Faktor yang melatar belakangi terjadinya kenakalan remaja dapat dikelompokkan menjadi faktor internal dan faktor eksternal. Faktor internal berupa faktor kepribadian, kondisi fisik, status dan peranannya di masyarakat, krisis identitas dan kontrol diri yang lemah. Sedangkan faktor eksternal berupa lingkungan keluarga; minimnya pemahaman tentang keagamaan; pengaruh dari lingkungan sekitar; tempat pendidikan; 
kontak sosial dari lembaga masyarakat kurang baik atau kurang efektif; kondisi geografis atau kondisi fisik alam; faktor kesenjangan ekonomi dan disintegrasi politik; dan faktor perubahan sosial budaya yang begitu cepat (revolusi). Untuk menanggulanginya Remaja harus bisa mendapatkan sebanyak mungkin figur orang-orang dewasa yang telah melampaui masa remajanya dengan baik juga mereka yang berhasil memperbaiki diri setelah sebelumnya gagal pada tahap ini.
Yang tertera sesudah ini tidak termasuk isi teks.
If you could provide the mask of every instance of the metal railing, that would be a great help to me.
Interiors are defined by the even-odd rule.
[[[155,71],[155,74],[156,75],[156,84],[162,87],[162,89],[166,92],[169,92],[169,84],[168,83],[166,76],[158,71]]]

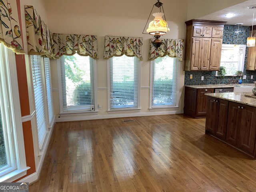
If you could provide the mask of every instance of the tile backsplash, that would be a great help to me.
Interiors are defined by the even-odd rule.
[[[237,33],[239,33],[238,43],[246,45],[247,37],[250,35],[250,27],[247,26],[240,26],[239,31],[238,27],[235,25],[225,25],[223,33],[223,44],[236,44]],[[246,79],[243,79],[243,83],[251,83],[256,81],[256,71],[247,71],[246,65],[247,63],[248,48],[246,47],[244,60],[244,72],[246,76]],[[193,79],[190,79],[190,75],[193,75]],[[186,71],[185,72],[185,84],[186,85],[204,85],[209,84],[223,84],[228,82],[231,78],[225,77],[222,78],[215,76],[215,71]],[[253,75],[253,79],[251,79],[251,76]],[[204,76],[202,80],[201,76]]]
Adanya motivasi dari keluarga, guru, teman sebaya merupakan hal-hal yang bisa dilakukan juga mampu mengatasi kenakalan remaja.
Adapun solusi dalam menghadapi kenakalan dapat dibagi menjadi 3, yaitu:
·         Tindakan preventif, yaitu tindakan untuk mengantisipasi terjadinya kenakalan remaja
·         Tindakan represif, yaitu memberikan sanksi tegas kepada pelaku kenakalan remaja
·         Tindakan kuratif dan rehabilitasi, yaitu mengubah tingkah laku pelanggar remaja itu dengan memberikan pendidikan lagi.
3.2    Saran
a.    Orangtua
Disarankan kepada orangtua untuk dapat menjaga hubungan yang hangat dalam keluarga dengan cara saling menghargai, pengertian, dan penuh kasih sayang serta tidak bertengkar di depan anak. Serta memberi pengarahan tentang cara bergaul. Orang tua harus bisa menjadi teman, agar anak dapat terbuka dan anak dapat menjadikan orang tua sebagai seorang sahabat terpercaya.
b.    Pihak Sekolah
Pihak sekolah disarankan dapat membantu siswa untuk mengenali potensi-potensi yang dimiliki siswa. Sehingga dapat meningkatkan konsep diri siswa, serta dapatmeminimalisir penggunaan kata-kata atau sikap yang dapat menurunkan konsep diri siswa.
c.    Pihak Pemerintah
Perlu adanya tindakan-tindakan dari pemerintah untuk mengawasi tindakan remaja di Indonesia agar tidak terjerumus pada kenakalan remaja.
d.      Masyarakat Umum
Bagi masyarakat umum hendaknya ikut berpartisipasi guna pencegahannya. Apabila melihat hal-hal yang tidak wajar yang dilakukan oleh para remaja segera laporkan ke penegak hukum setempat agar diberi penyuluhan dan pengarahan.
e.       Para Remaja
Yang terpenting sebenarnya adalah bagaimana remaja dapat menempatkan dirinya sebagai remaja yang baik dan benar sesuai tuntutan dan norma yang berlaku di dalam masyarakat. Agar kita dapat menjadi remaja yang baik dan agar kita bisa menciptakan Negara dan bangsa yang sukses.